Wann die ersten Sterne im jungen Universum die Nebel erhellt haben, lässt sich nicht mit Bestimmtheit sagen; man vermutet, einige Hundert Millionen Jahre nach dem Urknall. Klar ist nur, dass sich die erste Sternengeneration deutlich anders entwickelt haben muss als alle nachfolgenden Sterne. Unmittelbar nach dem Big Bang existierten im Kosmos ausschließlich Wasserstoff, Helium und Spuren von Lithium.
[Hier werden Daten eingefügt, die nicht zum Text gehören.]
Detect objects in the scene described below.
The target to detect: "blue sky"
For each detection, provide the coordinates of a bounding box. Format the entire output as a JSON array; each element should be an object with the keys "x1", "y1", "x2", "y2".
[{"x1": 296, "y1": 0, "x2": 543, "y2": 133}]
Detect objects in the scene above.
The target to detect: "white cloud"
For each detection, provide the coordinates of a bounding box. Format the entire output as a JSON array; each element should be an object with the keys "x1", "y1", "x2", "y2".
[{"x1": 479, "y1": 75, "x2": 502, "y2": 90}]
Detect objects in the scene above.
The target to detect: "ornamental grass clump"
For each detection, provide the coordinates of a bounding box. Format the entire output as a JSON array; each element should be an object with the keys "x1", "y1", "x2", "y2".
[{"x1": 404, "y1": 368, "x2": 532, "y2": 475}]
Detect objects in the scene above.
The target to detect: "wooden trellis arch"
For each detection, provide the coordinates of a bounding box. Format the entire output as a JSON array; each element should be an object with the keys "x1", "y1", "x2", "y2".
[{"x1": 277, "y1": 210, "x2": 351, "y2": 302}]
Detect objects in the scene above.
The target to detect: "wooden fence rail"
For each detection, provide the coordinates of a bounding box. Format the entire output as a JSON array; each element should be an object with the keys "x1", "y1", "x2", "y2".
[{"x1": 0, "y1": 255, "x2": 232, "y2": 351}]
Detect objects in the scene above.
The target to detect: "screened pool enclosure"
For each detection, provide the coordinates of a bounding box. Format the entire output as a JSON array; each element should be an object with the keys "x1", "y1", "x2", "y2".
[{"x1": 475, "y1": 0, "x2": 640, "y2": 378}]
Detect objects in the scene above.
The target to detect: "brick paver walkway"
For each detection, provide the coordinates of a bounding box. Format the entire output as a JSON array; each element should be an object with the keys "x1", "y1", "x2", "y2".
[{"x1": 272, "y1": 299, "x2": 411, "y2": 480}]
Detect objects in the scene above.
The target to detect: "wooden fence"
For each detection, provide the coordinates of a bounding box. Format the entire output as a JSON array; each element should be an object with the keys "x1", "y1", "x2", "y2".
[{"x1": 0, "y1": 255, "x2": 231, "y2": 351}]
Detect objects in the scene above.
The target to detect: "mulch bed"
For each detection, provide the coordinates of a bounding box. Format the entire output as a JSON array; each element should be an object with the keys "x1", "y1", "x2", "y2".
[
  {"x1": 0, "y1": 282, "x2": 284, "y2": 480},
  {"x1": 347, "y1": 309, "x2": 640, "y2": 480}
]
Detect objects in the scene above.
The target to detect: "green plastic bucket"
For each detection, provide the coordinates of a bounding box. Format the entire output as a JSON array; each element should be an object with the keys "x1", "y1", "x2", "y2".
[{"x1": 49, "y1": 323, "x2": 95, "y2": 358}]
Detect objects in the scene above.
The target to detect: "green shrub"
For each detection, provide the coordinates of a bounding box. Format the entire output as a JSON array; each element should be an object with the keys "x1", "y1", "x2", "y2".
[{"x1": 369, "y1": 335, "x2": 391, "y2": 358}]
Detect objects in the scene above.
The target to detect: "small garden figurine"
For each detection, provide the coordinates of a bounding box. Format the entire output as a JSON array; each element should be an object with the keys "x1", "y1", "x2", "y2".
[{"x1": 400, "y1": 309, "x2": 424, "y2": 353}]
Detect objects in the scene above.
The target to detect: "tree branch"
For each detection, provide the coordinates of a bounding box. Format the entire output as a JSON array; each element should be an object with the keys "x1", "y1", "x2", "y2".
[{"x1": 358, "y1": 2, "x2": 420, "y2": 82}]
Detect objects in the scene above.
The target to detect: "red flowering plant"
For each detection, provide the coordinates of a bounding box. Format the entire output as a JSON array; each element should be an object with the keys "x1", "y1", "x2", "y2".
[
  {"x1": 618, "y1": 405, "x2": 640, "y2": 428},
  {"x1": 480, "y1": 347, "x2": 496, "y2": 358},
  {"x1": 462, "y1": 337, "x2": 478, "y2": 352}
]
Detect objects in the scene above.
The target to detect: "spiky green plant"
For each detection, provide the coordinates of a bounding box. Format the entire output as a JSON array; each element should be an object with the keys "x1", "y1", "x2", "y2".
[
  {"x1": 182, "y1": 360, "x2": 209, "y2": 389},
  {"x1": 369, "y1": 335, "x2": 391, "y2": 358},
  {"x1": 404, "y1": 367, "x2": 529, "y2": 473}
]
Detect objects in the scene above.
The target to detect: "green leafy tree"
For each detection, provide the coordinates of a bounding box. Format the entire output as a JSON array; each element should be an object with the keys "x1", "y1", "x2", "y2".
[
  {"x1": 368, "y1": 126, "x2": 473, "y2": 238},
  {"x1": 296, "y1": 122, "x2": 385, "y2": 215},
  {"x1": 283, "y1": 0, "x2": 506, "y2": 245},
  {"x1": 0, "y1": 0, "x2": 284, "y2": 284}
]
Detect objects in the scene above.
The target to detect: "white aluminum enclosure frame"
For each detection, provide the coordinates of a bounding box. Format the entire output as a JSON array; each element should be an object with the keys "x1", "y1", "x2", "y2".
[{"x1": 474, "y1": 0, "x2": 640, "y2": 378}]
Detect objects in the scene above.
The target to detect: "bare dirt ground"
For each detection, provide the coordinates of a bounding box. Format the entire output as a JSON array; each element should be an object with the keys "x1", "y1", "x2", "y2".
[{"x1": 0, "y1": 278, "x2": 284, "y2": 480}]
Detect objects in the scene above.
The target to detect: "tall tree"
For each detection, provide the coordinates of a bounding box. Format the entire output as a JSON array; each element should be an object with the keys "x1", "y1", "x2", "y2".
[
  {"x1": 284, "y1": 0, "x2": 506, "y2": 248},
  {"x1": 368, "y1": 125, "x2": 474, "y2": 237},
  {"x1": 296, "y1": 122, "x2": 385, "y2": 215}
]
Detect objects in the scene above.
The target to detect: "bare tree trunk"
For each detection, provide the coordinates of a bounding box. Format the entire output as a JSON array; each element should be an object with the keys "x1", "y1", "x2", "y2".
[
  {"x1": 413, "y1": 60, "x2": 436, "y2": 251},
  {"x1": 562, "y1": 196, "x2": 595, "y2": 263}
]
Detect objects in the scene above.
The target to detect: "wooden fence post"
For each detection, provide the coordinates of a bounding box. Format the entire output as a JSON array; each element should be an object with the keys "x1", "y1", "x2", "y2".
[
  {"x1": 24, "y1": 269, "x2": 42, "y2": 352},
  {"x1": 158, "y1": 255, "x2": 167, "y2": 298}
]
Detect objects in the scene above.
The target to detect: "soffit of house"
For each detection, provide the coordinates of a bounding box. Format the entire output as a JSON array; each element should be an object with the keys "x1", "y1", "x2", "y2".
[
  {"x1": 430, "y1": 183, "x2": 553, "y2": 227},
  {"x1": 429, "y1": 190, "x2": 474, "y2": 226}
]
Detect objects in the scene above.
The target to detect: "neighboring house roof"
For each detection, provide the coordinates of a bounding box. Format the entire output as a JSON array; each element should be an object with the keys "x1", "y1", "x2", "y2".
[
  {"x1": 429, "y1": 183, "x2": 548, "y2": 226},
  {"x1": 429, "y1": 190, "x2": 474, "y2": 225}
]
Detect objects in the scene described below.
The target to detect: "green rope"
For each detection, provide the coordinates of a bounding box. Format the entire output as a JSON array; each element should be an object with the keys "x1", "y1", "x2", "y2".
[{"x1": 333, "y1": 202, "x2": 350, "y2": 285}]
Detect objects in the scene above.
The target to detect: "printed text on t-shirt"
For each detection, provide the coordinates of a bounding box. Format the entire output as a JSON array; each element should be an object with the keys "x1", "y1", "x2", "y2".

Alle übrigen Elemente – und damit auch solche, die für die Fusionsreaktionen in Sterne eigentlich notwendig wären – wurden erst später bei Supernova-Explosionen gebacken.

Kürzlich haben Astronominnen und Astronomen mithilfe des James Webb Space Telescope zwei Galaxien erspäht, deren Sterne jenen der allerersten Generation schon recht nahekommen. Optisch geben die Abbildungen von GLASS-z12 und GLASS-z10 vielleicht nicht viel her, aber das ist auch kein Wunder: Immerhin war das Licht von diesen Sternen mindestens 13,4 Milliarden Jahre unterwegs, es machte sich auf die Reise, als der Urknall gerade einmal 350 Millionen beziehungsweise 450 Millionen Jahre her war.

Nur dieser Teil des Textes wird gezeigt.